According to the article, two researchers who followed a group of women at IndianaUniversity from their freshman to senior years found that "women from wealthier backgrounds were much more likely to hook up, more interested in postponing adult responsibilities and warier of serious romantic commitment than their less-affluent classmates. The women from less-privileged backgrounds looked at their classmates who got drunk and hooked up as immature."
In an excellent breakdown of the Times' article on Jezebel, writer Tracy Moore sums this up as "Rich ladies like to PARTY, poor girls have to keep it real...virginal." Moore notes that she finds class-based attitudes towards casual sex "actually really fascinating," although "it's almost never explored."
While the research on privilege and hooking up is sparse at best, a 2009 study from Laura Hamilton and Elizabeth A. Armstrong — the two researchers quoted in the Times — sheds some light on this often overlooked field.

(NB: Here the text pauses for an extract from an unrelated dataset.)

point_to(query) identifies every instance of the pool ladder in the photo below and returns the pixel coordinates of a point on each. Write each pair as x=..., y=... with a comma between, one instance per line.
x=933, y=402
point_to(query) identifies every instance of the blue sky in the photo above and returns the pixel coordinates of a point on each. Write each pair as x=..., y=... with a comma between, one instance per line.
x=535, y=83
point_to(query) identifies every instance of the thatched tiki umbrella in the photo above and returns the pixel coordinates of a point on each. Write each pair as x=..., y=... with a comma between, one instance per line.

After speaking with a diverse group of women at a Midwest university, here's what they found:
  • The dominant college culture "reflects the beliefs of the more privileged classes."
  • Less privileged women's disinterest in hooking up could be "characterized by a faster transition into adulthood."
  • For less privileged women not interested in hooking up, "college life could be experienced as mystifying, uncomfortable, and alienating."
  • 40% of less privileged women left the university, compared to 5% of more privileged women, and "In all cases, mismatch between the sexual culture of women’s hometowns and that of college was a factor in the decision to leave."
  • Many less privileged women left the university because of pressure from boyfriends or husbands back home, or to end hometown speculation that they were now a "slut."
  • Because less privileged women "had less exposure to the notion that the college years should be set aside solely for educational and career development"they often did not view "serious relationships as incompatible with college life."
While the entire report is fascinating and worth a read, its findings are not without opponents. Although not a direct response to Hamilton and Armstrong's paper, a 2012 study on college sexual activity from researchers at Georgia Southern University found that social class is not a "significant predictor of hooking up." Clearly, this is an area that still requires some study.